History | |
---|---|
England | |
Name: | Adventure Galley |
Builder: | William Castle, Deptford? |
Launched: | 4 December 1657 |
Fate: | Sunk, April 1698 |
General characteristics | |
Class and type: | oared frigate |
Tons burthen: | 287 |
Length: | 124 ft (38 m) (keel) |
Beam: | 28 ft (8.5 m) |
Draught: | 9 ft (2.7 m) |
Propulsion: | Sails, one bank of oars |
Sail plan: | Ship rig |
Speed: |
|
Complement: | 160 men |
Armament: | 34 light cannon |
Adventure Galley, also known as Adventure, was an English sailing ship captained by William Kidd, the notorious privateer. She was a type of hybrid ship that combined square rigged sails with oars to give her manoeuvrability in both windy and calm conditions. The vessel was launched at the end of 1695 and was acquired by Kidd the following year to serve in his privateering venture.
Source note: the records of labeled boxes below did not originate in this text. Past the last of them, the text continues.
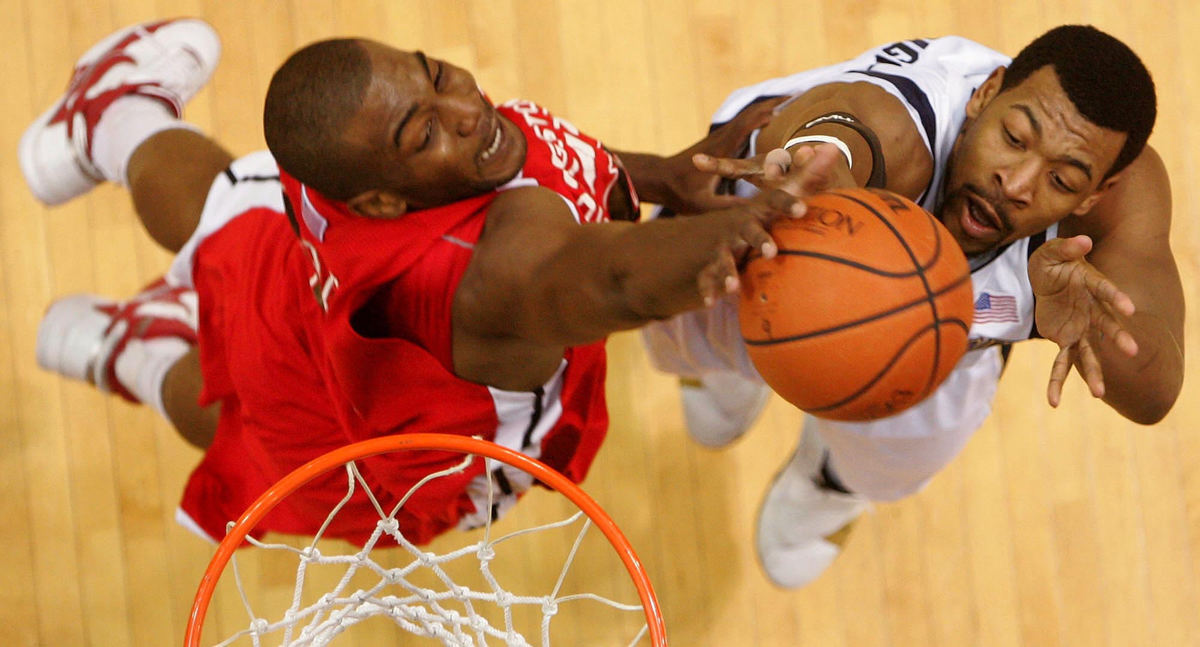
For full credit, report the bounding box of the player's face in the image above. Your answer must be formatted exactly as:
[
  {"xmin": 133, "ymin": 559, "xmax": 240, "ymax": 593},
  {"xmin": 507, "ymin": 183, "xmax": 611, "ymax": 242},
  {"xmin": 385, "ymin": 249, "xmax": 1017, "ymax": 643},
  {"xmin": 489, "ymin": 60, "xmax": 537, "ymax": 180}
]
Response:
[
  {"xmin": 343, "ymin": 42, "xmax": 526, "ymax": 210},
  {"xmin": 940, "ymin": 66, "xmax": 1126, "ymax": 254}
]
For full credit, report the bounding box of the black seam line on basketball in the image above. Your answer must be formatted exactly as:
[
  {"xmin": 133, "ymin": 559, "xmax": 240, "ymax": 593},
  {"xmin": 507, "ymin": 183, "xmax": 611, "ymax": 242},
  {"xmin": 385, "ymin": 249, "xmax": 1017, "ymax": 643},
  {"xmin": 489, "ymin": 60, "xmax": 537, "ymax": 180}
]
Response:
[
  {"xmin": 842, "ymin": 193, "xmax": 945, "ymax": 393},
  {"xmin": 779, "ymin": 250, "xmax": 937, "ymax": 278},
  {"xmin": 804, "ymin": 320, "xmax": 941, "ymax": 413},
  {"xmin": 742, "ymin": 275, "xmax": 971, "ymax": 346}
]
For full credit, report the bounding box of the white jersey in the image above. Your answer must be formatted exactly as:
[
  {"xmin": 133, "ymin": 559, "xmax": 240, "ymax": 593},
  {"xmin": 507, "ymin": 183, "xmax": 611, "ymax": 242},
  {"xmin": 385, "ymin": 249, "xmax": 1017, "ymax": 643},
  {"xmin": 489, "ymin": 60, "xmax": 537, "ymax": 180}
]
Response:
[{"xmin": 643, "ymin": 36, "xmax": 1056, "ymax": 499}]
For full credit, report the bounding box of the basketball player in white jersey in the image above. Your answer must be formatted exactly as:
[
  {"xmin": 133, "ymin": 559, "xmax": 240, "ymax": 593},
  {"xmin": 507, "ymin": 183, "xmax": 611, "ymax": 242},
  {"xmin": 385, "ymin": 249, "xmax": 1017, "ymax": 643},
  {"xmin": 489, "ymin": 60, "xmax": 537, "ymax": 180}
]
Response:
[{"xmin": 644, "ymin": 26, "xmax": 1183, "ymax": 587}]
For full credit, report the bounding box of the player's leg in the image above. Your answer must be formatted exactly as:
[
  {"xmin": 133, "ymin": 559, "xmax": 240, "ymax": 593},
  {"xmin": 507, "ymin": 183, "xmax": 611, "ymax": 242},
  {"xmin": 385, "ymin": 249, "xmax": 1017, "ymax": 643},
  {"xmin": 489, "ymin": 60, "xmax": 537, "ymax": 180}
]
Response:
[
  {"xmin": 37, "ymin": 280, "xmax": 218, "ymax": 447},
  {"xmin": 756, "ymin": 348, "xmax": 1002, "ymax": 588},
  {"xmin": 19, "ymin": 19, "xmax": 225, "ymax": 251},
  {"xmin": 162, "ymin": 346, "xmax": 221, "ymax": 449},
  {"xmin": 19, "ymin": 19, "xmax": 232, "ymax": 447}
]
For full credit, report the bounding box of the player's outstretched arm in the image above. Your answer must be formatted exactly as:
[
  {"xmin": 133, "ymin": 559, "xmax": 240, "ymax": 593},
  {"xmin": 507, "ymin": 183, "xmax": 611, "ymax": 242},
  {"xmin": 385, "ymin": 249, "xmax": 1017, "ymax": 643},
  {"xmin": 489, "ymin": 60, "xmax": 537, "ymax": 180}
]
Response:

Between April 1696 and April 1698, she travelled thousands of miles across the Atlantic and Indian Oceans in search of pirates but failed to find any until nearly the end of her travels. Instead, Kidd himself turned pirate in desperation at not having obtained any prizes. Adventure Galley succeeded in capturing two vessels off India and brought them back to Madagascar, but by the spring of 1698 the ship's hull had become so rotten and leaky that she was no longer seaworthy. She was stripped of anything movable and sunk off the north-eastern coast of Madagascar. Her remains have not yet been located.
The vessel was acquired for Kidd by a consortium of investors who backed a scheme to hunt down pirates, recover their booty and redistribute it among the investors. He had enlisted the support of Richard Coote, 1st Earl of Bellomont and governor-general of the British Province of New York and the ambitious Robert Livingston the Younger, who later became the mayor of Albany, New York. With Coote's backing, Kidd obtained a commission from King William III to operate as a privateer. The other investors who came aboard the scheme after it met with the king's approval were the Earl of Oxford, the Earl of Romney, the Duke of Shrewsbury, the Lord Chancellor, Sir Edmund Harrison and John Somers. The king himself was not an investor but was nonetheless entitled to one tenth of the proceeds.